Dynamic Programming — Equal Sum Partition Problem
So the leetcode link for this problem is — https://leetcode.com/problems/partition-equal-subset-sum/ in which the problem states as —
Given a non-empty array
numscontaining only positive integers, find if the array can be partitioned into two subsets such that the sum of elements in both subsets is equal.
Example 1:
Input: nums = [1,5,11,5]
Output: true
Explanation: The array can be partitioned as [1, 5, 5] and [11].So here it basically means we need to divide the input array into two parts whose sum is equal to each other. And also notice each element can be skipped over i.e. if first element is part of partitionA and second element is part of partitionB then third element can be part of partitionA or B wherever it finds its place. That’s how in above example, the last element 5 is part of first partition, not second.
So first condition here is to check that if the totalSum can be divided by 2 then only the partition can happen in two parts for equal sum, otherwise its false.
So the trick here for this problem is, Once we have divided the totalSum of input array by 2, the output of the divison (Let’s call it S). So now the problem reduces into the statement that We are looking for a subset whose sum is equal to given sum S. That’s the exact problem statement of subset sum problem for which I have already posted the solution here — https://mukeshsri.medium.com/dynamic-programming-subset-sum-problem-73f30080d93e.
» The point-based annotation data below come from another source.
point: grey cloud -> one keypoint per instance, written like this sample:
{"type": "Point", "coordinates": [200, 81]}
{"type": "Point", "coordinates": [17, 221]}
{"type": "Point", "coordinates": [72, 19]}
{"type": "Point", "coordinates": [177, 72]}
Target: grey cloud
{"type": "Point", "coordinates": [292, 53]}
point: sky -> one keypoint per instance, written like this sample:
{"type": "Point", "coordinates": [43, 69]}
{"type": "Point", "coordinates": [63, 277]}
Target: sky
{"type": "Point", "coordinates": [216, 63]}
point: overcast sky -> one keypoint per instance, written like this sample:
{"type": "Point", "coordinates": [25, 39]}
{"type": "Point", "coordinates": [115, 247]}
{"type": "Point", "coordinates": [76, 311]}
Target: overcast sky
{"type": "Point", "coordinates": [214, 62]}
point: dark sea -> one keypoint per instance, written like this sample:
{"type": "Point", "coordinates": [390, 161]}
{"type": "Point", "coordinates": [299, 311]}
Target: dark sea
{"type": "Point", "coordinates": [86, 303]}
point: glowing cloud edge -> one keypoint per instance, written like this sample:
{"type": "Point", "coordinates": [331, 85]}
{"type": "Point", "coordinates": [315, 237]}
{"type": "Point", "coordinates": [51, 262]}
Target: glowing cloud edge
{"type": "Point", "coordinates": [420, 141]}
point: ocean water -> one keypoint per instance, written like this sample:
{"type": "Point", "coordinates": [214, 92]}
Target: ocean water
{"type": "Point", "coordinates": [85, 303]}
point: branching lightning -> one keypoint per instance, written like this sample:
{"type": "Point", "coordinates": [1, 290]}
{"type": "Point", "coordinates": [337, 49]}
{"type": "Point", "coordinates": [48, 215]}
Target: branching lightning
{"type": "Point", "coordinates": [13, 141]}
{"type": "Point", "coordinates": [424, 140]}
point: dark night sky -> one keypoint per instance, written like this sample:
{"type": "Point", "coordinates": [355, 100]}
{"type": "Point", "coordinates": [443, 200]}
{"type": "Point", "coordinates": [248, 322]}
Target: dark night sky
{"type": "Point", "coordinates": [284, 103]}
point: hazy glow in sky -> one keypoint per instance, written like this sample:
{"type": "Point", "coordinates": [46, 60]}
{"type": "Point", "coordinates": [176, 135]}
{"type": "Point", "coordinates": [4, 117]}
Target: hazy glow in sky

Please visit for checking the underlying approach for solving subset sum problem.
Basically the underlying intuition for building the overlapping subproblems solution is that for each element of the input array, we check if this element value is larger than S (i.e. Target sum). If yes, then we skip that element, otherwise if the element is equal to S, then we make the choice if including the current element or excluding the current element into subset will lead us in finding the subset of given sum.
So moving ahead here for the DP solution based upon subset sum intuition,
public boolean canPartition(int[] nums) {
int n=nums.length;
if (n<2) return false;
int totalSum = 0;
for (int i : nums)
totalSum += i;
if (totalSum%2 != 0) return false;
int sum = totalSum/2;// Now the problem reduces into subset sum problem. We are finding a subset who sum is equal to sum(totalSum/2).
boolean dp[][] = new boolean[n+1][sum+1];
for (int i=0; i<=n; i++) {
for (int j=0; j<=sum; j++) {
if (i==0 && j==0) dp[i][j] = true; // both sum and input is empty.
else if (i==0) dp[i][j] = false; // if input size is 0 but sum > 0
else if (j==0) dp[i][j] = true; // if sum==0 but input size>0.
}
}
for (int i=1;i<=n; i++) {
for (int j=1; j<=sum; j++) {
if (nums[i-1] > j) {
dp[i][j] = dp[i-1][j];
} else {
dp[i][j] = dp[i-1][j - nums[i-1]] || dp[i-1][j];
}
}
}
return dp[n][sum];
}
So see, This isn’t so difficult once you have studied subset sum problem and understand that underlying intuition. Hope it turned out good for people who hadn’t solved subset sum problem yet. Please let me know if any comments,feedbacks. Highly appreciated. Thanks.